SocGen, Santander Denounce Dividend Ban as ECB Weighs Fallout
(Bloomberg) -- Societe Generale SA and Banco Santander SA criticized European regulators for the de-facto ban on dividend payments, arguing the policy risks making the industry unappealing to investors and puts the region’s banks at a disadvantage to U.S. firms.
The European Central Bank’s request that lenders hold off payouts to conserve capital and keep credit flowing during the pandemic makes banks “uninvestible” and could backfire, SocGen Chairman Lorenzo Bini Smaghi said at a virtual conference on Wednesday. Speaking at the same event, Ana Botin, his counterpart at Santander, said that the ECB should reconsider its stance.

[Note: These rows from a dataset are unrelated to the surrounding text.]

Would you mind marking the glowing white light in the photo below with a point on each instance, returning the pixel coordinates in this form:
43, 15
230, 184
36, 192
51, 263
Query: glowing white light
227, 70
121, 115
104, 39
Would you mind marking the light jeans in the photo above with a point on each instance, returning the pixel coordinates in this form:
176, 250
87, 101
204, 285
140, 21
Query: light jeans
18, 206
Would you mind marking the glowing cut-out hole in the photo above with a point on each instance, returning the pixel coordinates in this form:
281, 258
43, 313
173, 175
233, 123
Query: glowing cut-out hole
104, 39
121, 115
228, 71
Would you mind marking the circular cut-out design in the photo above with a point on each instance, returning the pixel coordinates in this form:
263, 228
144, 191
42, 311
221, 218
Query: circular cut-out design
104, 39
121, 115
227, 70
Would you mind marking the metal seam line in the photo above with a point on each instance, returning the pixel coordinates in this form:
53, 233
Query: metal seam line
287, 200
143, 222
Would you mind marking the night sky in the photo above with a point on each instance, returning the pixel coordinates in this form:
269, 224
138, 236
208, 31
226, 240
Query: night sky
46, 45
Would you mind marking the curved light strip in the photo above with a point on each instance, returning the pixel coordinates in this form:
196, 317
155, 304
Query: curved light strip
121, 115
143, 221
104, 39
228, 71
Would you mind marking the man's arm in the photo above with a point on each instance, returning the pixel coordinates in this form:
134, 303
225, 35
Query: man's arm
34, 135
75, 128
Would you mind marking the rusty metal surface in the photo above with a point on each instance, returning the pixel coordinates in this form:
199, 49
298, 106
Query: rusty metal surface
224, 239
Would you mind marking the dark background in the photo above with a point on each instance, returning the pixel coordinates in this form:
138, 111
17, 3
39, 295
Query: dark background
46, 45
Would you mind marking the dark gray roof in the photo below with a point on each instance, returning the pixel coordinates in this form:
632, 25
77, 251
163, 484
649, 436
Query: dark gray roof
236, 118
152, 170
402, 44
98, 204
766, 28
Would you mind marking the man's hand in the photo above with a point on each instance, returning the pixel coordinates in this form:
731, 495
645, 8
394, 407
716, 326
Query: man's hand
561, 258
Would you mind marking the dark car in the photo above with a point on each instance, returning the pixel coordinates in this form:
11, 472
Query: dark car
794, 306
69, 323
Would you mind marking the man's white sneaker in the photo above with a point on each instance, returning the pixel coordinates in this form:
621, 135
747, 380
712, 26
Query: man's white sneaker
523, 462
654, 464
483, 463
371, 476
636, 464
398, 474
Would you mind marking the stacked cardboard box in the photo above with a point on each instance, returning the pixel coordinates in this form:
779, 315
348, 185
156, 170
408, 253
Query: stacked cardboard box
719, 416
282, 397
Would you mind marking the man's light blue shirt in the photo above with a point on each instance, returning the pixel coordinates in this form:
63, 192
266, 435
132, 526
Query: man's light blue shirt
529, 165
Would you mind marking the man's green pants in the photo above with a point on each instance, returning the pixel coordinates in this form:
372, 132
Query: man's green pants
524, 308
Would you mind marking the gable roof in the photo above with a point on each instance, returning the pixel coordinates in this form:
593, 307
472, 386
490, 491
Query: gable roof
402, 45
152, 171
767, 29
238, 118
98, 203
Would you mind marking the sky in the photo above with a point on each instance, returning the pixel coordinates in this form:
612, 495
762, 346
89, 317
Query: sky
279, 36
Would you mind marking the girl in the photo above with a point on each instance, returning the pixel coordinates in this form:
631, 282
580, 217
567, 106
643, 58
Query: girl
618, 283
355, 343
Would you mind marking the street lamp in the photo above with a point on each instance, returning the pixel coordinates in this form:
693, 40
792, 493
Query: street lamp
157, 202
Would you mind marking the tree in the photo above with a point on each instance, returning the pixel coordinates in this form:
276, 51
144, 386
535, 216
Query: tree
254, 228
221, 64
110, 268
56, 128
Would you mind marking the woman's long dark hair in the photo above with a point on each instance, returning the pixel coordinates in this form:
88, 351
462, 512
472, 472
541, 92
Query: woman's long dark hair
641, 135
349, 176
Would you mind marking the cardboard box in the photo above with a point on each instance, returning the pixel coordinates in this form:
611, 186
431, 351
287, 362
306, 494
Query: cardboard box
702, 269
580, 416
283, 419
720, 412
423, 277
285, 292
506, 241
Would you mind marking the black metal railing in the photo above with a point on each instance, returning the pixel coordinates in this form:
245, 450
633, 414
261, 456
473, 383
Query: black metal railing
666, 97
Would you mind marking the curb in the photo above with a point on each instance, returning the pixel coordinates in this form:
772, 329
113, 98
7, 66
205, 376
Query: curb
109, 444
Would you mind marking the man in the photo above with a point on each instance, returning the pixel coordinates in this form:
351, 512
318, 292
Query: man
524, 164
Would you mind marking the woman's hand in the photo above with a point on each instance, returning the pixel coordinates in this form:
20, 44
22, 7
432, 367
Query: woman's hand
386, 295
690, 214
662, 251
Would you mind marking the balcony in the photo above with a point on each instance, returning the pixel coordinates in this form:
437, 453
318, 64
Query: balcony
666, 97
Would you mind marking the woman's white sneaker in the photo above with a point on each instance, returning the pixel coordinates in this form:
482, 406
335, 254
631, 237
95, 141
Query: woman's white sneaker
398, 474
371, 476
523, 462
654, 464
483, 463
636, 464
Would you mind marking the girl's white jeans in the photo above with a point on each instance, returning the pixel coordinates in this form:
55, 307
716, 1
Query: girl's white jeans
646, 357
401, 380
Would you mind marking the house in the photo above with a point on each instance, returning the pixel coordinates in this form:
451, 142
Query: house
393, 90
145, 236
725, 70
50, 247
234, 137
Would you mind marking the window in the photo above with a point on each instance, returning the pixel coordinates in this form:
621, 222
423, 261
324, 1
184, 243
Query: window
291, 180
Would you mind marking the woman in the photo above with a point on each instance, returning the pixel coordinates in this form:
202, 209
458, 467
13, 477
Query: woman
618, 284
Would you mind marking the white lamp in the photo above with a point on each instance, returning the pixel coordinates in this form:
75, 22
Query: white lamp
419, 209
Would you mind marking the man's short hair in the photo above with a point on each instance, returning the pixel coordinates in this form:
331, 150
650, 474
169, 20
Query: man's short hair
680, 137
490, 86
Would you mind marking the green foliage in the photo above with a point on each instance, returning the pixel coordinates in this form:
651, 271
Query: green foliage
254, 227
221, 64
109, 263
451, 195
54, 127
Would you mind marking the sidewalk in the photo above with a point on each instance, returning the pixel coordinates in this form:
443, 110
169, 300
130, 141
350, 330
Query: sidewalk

European regulators imposed the ban after the scale of the covid pandemic become evident earlier this year, seeking to ensure banks conserved capital reserves to deal with an expected wave of defaults. While investors balked at the prospect of uncertain payouts, regulators also gave lenders a number of breaks to shield them from the crisis.
Several members of the ECB’s supervisory board, who initially supported the ban, now see further extensions doing more harm than good, people with knowledge of the matter said earlier this month. They’re moving closer to allowing a resumption of payments early next year, the people said.
Bini Smaghi was directing his ire at ECB supervisory board member Felix Hufeld. They were speaking on the same panel during the 12th European SSM Round Table.
If dividend payments are tied to capital levels “then the incentive for banks is to have more capital and lend less, to support the economy less,” said Bini Smaghi, a former ECB executive board member. Botin said that regulation is giving peers across the Atlantic an advantage.
French banks, which had promised the fattest dividend payouts to their shareholders, have been leading critics of the dividend ban for months. SocGen’s stock has fallen about 64% this year, one of the worst performances on the benchmark STOXX Europe Banks Index.
Santander last week became the first major EU bank to propose a dividend on this year’s earnings. The lender will ask shareholders to approve a 10 euro cent ($0.12) per share payout at a general meeting convened for Oct. 27. The bank acknowledged that the dividend, due for payment in 2021, would depend on the ECB lifting the ban.
Bini Smaghi told Hufeld, who is also head of Germany’s financial watchdog, BaFin, that regulators need to reflect on whether their actions have harmed banks. BaFin has said it will allow smaller German lenders to make payments if they have the financial strength. BaFin said it wants the banks it supervises to conserve capital, but cannot issue a blanket ban.
Hufeld fired back by saying that lenders are well served by the regulation put in place after the financial crisis. He told Bini Smaghi that bankers shouldn’t complain when supervisors push them to build up capital in good times.
The “rather controversial” request that banks refrain from buying back shares or paying out dividends was part of a wider package which also included relief afforded to lenders, Andrea Enria, who leads the ECB’s supervisory board, said on the same panel as Botin at the conference.
Enria didn’t expand on his dividend comments, but said it isn’t yet clear how hard banks will be hit by the fallout from the pandemic. That’s a major concern for regulators who support extending the dividend ban to keep capital in the banking system as a precaution.
Enria cited the fact that payment holidays on loans will only start to expire in several European countries from now onward.
“The phase we are in right now is to brace for the impact,” Enria said before Botin spoke on the panel. “So far we don’t have a clear materialization of the deterioration of asset quality in the banks’ balance sheets. We need to encourage the banks to prepare for this impact.”